Однако пора вернуться, как и обещал, к моим фамильным привидениям.
Я уже начал привыкать к жизни в замке. Не думаю, что мои дражайшие фантомы тоже попривыкли ко мне. Внешне на них это никак не отразилось. Каждый продолжает действовать по раз и навсегда заведённому порядку. Впрочем, возможно я и ошибаюсь. Старая Дама, например, почти перестала меня навещать. Видимо, разочаровалась в моих нравственных устоях, узнав, как я тщетно пытался втолковать Джейн мысль о том, что её давний возлюбленный бродит во дворе.
Набравшись духу, я встретился и с дядюшкой. Старый ворчун меня не узнал и вообще, не проявил ко мне никакого интереса. Вот вам и узы крови! Это наводит на определённые размышления. Например, о том, что сами фантомы никогда не общаются друг с другом. Не видят? Не хотят? Возможно, и то, и это.
Забавно, что они почти не реагируют ни на меня, ни на прожившего с рождения в замке О`Брайана. Всех остальных людей они чураются. Днём так и вовсе прячутся от посторонних. Редко-редко показываются им на глаза по вечерам. Да и то, в основном служанкам и повару, которые как-никак работают здесь уже не первый год.
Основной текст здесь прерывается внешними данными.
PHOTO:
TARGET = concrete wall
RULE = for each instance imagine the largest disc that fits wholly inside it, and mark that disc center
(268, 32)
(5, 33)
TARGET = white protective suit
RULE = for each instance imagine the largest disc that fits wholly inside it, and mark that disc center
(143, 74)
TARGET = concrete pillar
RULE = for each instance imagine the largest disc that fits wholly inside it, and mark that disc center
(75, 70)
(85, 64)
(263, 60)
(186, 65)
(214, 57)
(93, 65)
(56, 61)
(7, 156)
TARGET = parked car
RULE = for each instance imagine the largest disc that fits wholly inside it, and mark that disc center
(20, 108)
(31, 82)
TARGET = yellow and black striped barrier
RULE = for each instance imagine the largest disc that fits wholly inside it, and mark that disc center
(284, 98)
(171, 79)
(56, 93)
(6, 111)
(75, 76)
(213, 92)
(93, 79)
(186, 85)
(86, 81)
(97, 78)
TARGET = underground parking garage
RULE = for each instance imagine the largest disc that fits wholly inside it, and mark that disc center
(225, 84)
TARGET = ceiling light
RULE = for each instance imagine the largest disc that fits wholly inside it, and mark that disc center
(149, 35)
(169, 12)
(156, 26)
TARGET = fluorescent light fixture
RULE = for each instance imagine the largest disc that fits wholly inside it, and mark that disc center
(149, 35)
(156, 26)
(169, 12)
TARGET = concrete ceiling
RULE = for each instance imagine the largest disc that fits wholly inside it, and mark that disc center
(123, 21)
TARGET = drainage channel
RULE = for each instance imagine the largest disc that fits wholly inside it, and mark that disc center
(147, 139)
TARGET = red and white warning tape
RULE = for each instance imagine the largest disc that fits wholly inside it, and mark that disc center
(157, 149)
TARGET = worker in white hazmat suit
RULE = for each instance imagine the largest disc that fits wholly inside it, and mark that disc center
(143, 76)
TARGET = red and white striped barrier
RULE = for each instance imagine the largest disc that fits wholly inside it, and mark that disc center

Переночевавший у меня нотариус вообще ничего не заметил, хотя и признался, что жить в столь старинном замке он бы не смог. Особенно его напугали блестящие латы, возникшие перед ним в тусклом свете свечи. Латы стоят в нише у дверей гостиной чёртову уйму лет, но нотариус-то об этом не знал и был потрясён до глубины души.
Знал бы он, что из всего, что в замке есть таинственного, старые доспехи безобиднее половника повара…
Однако мне пришлось отпаивать нотариуса виски, а потом выслушивать его сконфуженные извинения. Проведай он истинное положение дел, думаю, он выскочил бы в окно и никогда больше не появлялся бы в Лунсухе… если уцелел бы при падении в ров.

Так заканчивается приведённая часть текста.